Eğer vaktiniz varsa Cankurtaran’dan-Yedikule Zindanlarına kadar uzanan yolda (hava eğer serinse) yavaş yavaş yürüyebilirsiniz. Fakat dönüş yolu için toplu taşıma araçlarını kullanmanız akşam Taksim’de bir şeyler içmek için enerjinizin olmasını sağlar.
Çünkü Taksim İstanbul’un gece hayatının merkezidir. Her ne kadar son bir yılda çok farklı anlamlara bürünse de Taksim yine de gece takılmak için oldukça uygun. Taksim bu anlamda ikiye ayrılır bana göre. Nevizade ve Tünel olarak. Nevizade de meyhanelerin yanı sıra daha çok öğrencilerin bir araya gelip vakit geçirdikleri birahaneler de mevcuttur ve fiyatları uygun denebilir. Fakat Nevizade meyhanelerinde önceliğiniz lezzetse hüsrana uğrayabilirsiniz, çünkü yıllardır aynı kuru kalamar ve çok az konulmuş karides tabaklarıyla karşılaşırsınız. Fakat sokakta bulunmak, yan masanın muhabbetine ortak olmak, belki de hayal kırıklığına hiç uğratmayan taze bademden yemek, İstanbul’dur. Daha lezzet odaklı tercihler tünel tarafında mevcuttur. Bilmelisiniz ki buralar pahalıdır. Nevizade’ye göre daha sessiz sayılabilir. (Cuma ve Cumartesi günleri sessiz ve boş yer bulacağınızı ummamalısınız.)
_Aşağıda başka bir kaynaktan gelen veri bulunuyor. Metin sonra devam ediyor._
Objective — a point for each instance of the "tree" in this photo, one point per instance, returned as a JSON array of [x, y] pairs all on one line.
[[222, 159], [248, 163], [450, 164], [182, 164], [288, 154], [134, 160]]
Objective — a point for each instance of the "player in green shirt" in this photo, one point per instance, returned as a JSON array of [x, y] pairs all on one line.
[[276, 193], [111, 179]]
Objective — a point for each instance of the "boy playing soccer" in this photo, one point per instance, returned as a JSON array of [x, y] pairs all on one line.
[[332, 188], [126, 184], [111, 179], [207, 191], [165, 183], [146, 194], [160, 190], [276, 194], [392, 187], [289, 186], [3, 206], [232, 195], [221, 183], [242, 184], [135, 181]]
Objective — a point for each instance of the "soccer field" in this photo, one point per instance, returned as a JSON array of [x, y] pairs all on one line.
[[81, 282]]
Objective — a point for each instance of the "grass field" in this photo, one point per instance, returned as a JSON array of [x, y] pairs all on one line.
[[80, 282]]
Buraya kadar sizinle paylaştıklarım dolu dolu bir İstanbul gününü geçirmek için uygun. İstanbul’u daha önce hiç görmeyenlere de İstanbul da yaşayıp daha önce buralara gelmeyenlere de şiddetle tavsiyemdir.
Bir diğer İstanbul rotası Sultanahmet Meydanı’ndan yukarı doğru çıkmaktır. Yine bol bol yürümeli bir gün olacak. Sultanahmet’in bu kısmı turistik eşyaların ve her çeşit turistin yoğun olduğu bir bölgedir. Yukarıya Laleli’ye doğru çıkarken Çemberlitaş’tan (Bir diğer adı Konstantin Sütunudur) geçeceksiniz.
M.S. 330’da Başkentin Roma’dan İstanbul’a nakli sebebi ile şehrin ikinci tepesindeki büyük oval bir meydanın ortasına, Konstantin in şerefine dikilmişti. Form Konstantin diye bilinen meydanın etrafı sütunlu galeriler ile çevriliydi. Çemberli taş, yanık sütun olarak ta bilinir. Orijinalinden daha kısa hali ile günümüze gelebilmiştir. Eskiden üstünde Büyük Konstantin’in güneş tanrısı pozundaki heykeli bulunurdu. Sütunun porfir blokları zamanla ve yangınlardan çatladığı için demir çemberlerle çevrilmiştir. Mermer başlık 12 yy., alttaki örme takviye kısmı 18 yy. aittir. Sütunun dibindeki küçük bir odada erken Hıristiyanlığa ait kutsal emanetler odası olduğuna inanılırdı. Buradan geçen ana yol Büyük Konstantin devrinden beri aynı güzergâhtadır.*
Çemberlitaş’ın altında Osmanlıdan kalma altınların olduğu söylenir hep, bu bilgi İstanbul’un efsanelerinden biridir. Çemberlitaş’tan aşağıya doğru yürüdüğünüzde nelerle karşılaşacağınız başka bir günün konusu.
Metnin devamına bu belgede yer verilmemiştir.